Maldives troops blockade parliament, crisis worsens
MALDIVES: Maldivian troops blockaded parliament and clashed with opposition leaders for a second day, witnesses said yesterday, as political turmoil escalated in the troubled honeymoon islands. The latest turbulence came as the United Kingdom urged its citizens to take caution in the capital Male after soldiers tear gassed protesting politicians there. Soldiers barred the main opposition Maldivian Democratic Party (MDP) from entering the heavily guarded parliament complex again yesterday, with witnesses reporting shoving as MPs were forced back from the barricade.

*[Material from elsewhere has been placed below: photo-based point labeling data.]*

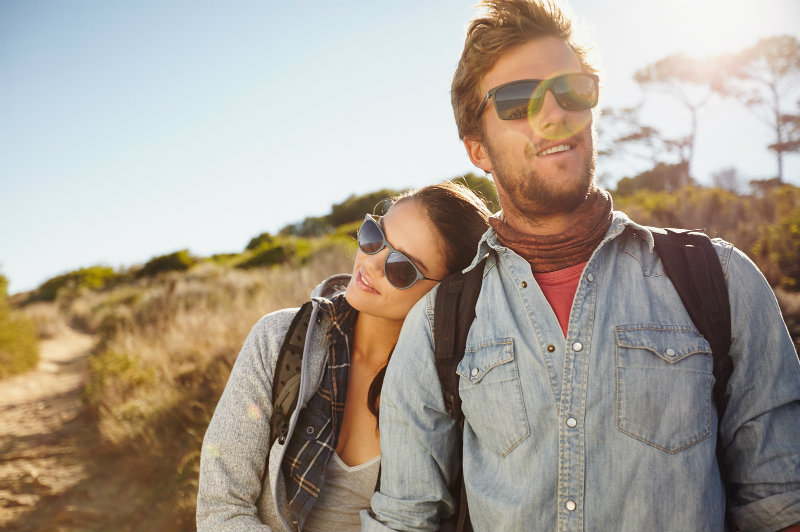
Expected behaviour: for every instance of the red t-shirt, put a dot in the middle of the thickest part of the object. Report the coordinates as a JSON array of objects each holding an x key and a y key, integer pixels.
[{"x": 559, "y": 288}]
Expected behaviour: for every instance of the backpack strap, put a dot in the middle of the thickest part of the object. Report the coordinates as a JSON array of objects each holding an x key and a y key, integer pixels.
[
  {"x": 286, "y": 381},
  {"x": 693, "y": 266},
  {"x": 454, "y": 312}
]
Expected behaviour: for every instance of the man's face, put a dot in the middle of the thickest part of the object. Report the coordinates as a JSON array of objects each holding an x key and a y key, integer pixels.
[{"x": 542, "y": 165}]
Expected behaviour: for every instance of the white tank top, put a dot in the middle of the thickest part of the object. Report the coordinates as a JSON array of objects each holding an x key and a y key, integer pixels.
[{"x": 345, "y": 492}]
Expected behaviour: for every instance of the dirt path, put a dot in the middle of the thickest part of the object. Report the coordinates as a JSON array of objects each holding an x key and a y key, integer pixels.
[{"x": 42, "y": 431}]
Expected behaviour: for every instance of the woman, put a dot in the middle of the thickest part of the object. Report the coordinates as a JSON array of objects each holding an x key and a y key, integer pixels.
[{"x": 324, "y": 472}]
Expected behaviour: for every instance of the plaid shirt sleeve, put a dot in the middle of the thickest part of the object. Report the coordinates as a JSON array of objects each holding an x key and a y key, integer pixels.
[{"x": 317, "y": 431}]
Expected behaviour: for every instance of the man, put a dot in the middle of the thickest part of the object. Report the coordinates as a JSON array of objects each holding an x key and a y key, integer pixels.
[{"x": 586, "y": 388}]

“Even when parliament is not in session, MPs are free to go to the building and attend to their work, but it is not allowed now,” MDP spokesman Hamid Abdul Ghafoor told AFP. “This is ridiculous.” The parliament gates were padlocked by soldiers Monday in a move described as illegal by exiled Maldivian opposition leader Mohamed Nasheed. An opposition coalition, united against President Abdulla Yameen, had been threatening to move a no-confidence motion against the speaker in a bid to impeach the president’s ally. But MPs trying to enter the compound were hit with pepper spray and forcibly evicted.
Yameen’s office said in a statement Tuesday that parliament was closed ahead of an “incoming VVIP visit”. Pakistan Prime Minister Nawaz Sharif is in the Maldives as the tropical island nation celebrates its 52nd anniversary, the Pakistan High Commission in Sri Lanka said. “The special measures taken by the security forces at the parliament building on 24 July 2017 were to ensure the security and safety of the premises, as mandated by the... constitution,” Yameen’s office said.
Residents said security in Male, a congested capital just one-square mile (two square kilometres) in size, was tighter than usual. The UK government urged its citizens to avoid large gatherings and protests following the disturbance around the parliament building. “Previous demonstrations and political protests have led to violence and arrests,” the updated travel summary said.
Months of political upheaval in the Maldives has dented its image as a honeymoon paradise. The United States and other nations have urged the Maldives to safeguard democracy amid a crackdown by Yameen on his political opponents, most of whom are in exile or jail. The opposition coalition, led by Nasheed, wants to defeat Yameen at elections next year but is struggling with its leadership in tatters.
Earlier this month they secured enough support from government defectors to begin impeachment proceedings against the speaker, hoping to weaken Yameen’s grip on parliament. However the parliament secretariat declared the impeachment motion was invalid, scheduling the next sitting on July 31. The first attempt to impeach the speaker in March triggered chaos when troops acting on Yameen’s orders stormed parliament and removed dissenting opponents by force.
Nasheed became the Maldives’ first democratically-elected president in 2008, but was narrowly defeated by Yameen in a controversial 2013 election run-off. In 2015, he was sentenced to 13 years in prison on terrorism charges that were widely seen as politically motivated. He now lives in exile in Britain.